【香港】8~10月の失業率2.9%、18期ぶり上昇[経済]

香港政府統計処が16日発表した8~10月の失業率(速報値、季節調整済み)は2.9%となり、前期(7~9月)を0.1ポイント上回った。香港の失業率が上昇するのは2022年2~4月期以来18期ぶり。

業種別の失業率は、主要8業種のうち4業種で上昇した。上昇率が最も大きかったのは「製造」(4.5%)で、前期を0.4ポイント上回った。「貿易・卸売り」(3.1%)は0.3ポイント、「運輸・倉庫・郵政・宅配サービス・情報・通信」(3.0%)は0.2ポイント、「小売り・宿泊・飲食サービス」(3.8%)は0.1ポイント、それぞれ上昇した。

改善は2業種。「その他業種」(3.3%)が0.2ポイント、「建築」(3.8%)が0.1ポイント、それぞれ前期を下回った。

「公共行政・社会・個人サービス」(1.4%)と「金融・保険・不動産・専門サービス・ビジネスサービス」(2.5%)の2業種は横ばいだった。

■10~20代の改善続く

年齢別では、最も厳しい雇用状況にある「15~19歳」(10.4%)が1.0ポイント、「20~29歳」(6.0%)も0.2ポイント、それぞれ前期を下回った。両年代とも2期連続の改善となる。

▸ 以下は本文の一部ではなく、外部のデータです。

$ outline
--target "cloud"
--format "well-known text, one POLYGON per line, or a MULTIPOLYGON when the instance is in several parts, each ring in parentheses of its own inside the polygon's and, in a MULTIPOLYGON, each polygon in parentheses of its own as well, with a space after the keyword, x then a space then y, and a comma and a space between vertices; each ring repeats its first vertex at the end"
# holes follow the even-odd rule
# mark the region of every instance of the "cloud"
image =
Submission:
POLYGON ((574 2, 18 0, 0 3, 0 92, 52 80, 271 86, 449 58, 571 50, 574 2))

30代以上はいずれも悪化。「30~39歳」(2.3%)、「40~49歳」(2.4%)、「50~59歳」(2.9%)は0.1ポイント、「60歳以上」(2.4%)は0.2ポイントそれぞれ前期を上回った。

8~10月の失業者数は前期から1,800人増えて11万5,800人。就業者数は6,900人減の371万3,400人で、労働力人口は5,100人減の382万9,200人だった。

就業時間が基準に満たない不完全就業者(パートタイムなど)が労働力人口に占める比率を示す不完全就業率は1.0%で、前期から横ばいだった。

政府労働・福祉局の孫玉カン(クリス・スン、カン=くさかんむりに函)局長は、失業率が上昇に転じたことについて「依然として低い水準にある」と強調。域外から香港へのインバウンド観光と地場消費が引き続き経済成長を下支えするため、今後数カ月は労働市場で需給の逼迫(ひっぱく)が続くとみている。